In United Utilities Water Limited v Northstone (NI) Limited (trading as Farrans Construction) [2026] EWHC 1057 (TCC), Her Honour Judge Kelly, sitting as a Judge of the High Court in the Technology and Construction Court in Leeds, granted summary judgement enforcing an adjudication award of £3,269,328.05 plus VAT against Farrans, whilst declining to resolve the underlying contractual issues through Part 8 proceedings.
Background
United Utilities Water Limited ("UU"), a water and wastewater undertaker under the Water Industry Act 1991, engaged Farrans as part of a joint venture to construct 32 kilometres of cross-country raw water aqueduct and associated mains pipelines in West Cumbria. The original NEC3 Engineering and Construction Contract Option C, valued at £85m, was subsequently amended by a Settlement Agreement and a Deed of Variation, ultimately increasing the contract sum to £131.6m and converting the payment basis to Option A with an accelerated 15-day milestone payment cycle.
A dispute arose from payment notice PA-70, issued on 11 October 2024 in response to applications AFP77 and AFP78. The Project Manager assessed the amount due as minus £3,269,328.05. UU contended that Farrans was required to serve a pay less notice by 12 October 2024 — just one day later — and that the purported payment reduction notice served on 18 October 2024 was six days out of time. The matter was referred to adjudication, where the adjudicator found in UU's favour. Farrans did not pay, prompting enforcement proceedings.
The Part 8 challenge
Farrans issued a Part 8 claim seeking declarations on two issues: whether PA-70 was a valid payment notice, and whether it was obliged to serve a pay less notice at all. Central to its challenge was a discrepancy between the contractual payment timeline and the date displayed on CEMAR — the cloud-based contract management platform used throughout the project — which showed a due date of 8 November 2024 rather than 13 October 2024. Farrans argued this inconsistency rendered the notice ambiguous and therefore invalid.
The court's analysis
Judge Kelly rejected the characterisation of the issues as straightforward. Drawing on the principles in Advance JV v Enisca Limited [2022] EWHC 1152 (TCC), the court confirmed that payment notices must be construed objectively, through the eyes of a reasonable recipient "circumstanced as the actual parties were." That assessment, critically, requires engagement with the full factual matrix, including the background to contractual amendments and how the parties had operated the payment mechanism in practice.

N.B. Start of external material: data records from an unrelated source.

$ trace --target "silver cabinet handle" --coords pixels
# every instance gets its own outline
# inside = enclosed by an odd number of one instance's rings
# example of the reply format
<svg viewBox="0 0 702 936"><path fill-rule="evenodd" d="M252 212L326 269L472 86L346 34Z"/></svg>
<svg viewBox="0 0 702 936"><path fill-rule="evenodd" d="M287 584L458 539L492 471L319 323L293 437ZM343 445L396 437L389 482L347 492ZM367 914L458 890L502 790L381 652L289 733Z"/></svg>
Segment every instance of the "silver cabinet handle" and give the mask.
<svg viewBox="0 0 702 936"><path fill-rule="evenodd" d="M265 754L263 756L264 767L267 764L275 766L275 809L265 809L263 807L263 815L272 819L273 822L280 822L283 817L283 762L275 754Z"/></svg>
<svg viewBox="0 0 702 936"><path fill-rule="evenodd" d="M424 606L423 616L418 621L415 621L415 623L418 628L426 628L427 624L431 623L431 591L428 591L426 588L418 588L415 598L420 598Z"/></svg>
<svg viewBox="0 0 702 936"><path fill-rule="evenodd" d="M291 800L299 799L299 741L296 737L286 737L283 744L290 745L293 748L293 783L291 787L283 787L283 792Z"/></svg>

Farrans' witnesses failed to address UU's evidence — given by Mr Steven Crist — that all parties understood CEMAR's automatically generated dates did not reflect the amended payment terms, and that reprogramming the system was not feasible without corrupting historical records. In the absence of any contrary evidence, the court found it could not determine how a reasonable recipient would have understood the notices.
The court also noted that Farrans was alive to the accelerated payment cycle it had accepted under the Deed of Variation. The amendments had been commercially advantageous to the contractor, providing extended time for works, accelerated cash flow, and reduced financial risk. The suggestion that PA-70 lacked clarity was, in the court's view, difficult to reconcile with that context — though it stopped short of resolving the point in the absence of sufficient evidence.
The Part 8 proceedings were accordingly unsuitable for determining either issue. Summary judgement enforcing the adjudication award was nonetheless granted in full, with interest at 8.1% accruing from 3 April 2025.
Significance
The case reinforces that the contextual scene — including the reasons for contractual amendments and the parties' shared understanding of system limitations — is indispensable to the interpretation of payment notices. Challenges to adjudication enforcement via Part 8 will founder where the factual matrix is inadequately evidenced. Parties operating bespoke payment regimes through automated platforms would do well to ensure that any known discrepancies between system-generated data and contractual timescales are clearly documented and acknowledged throughout the project lifecycle.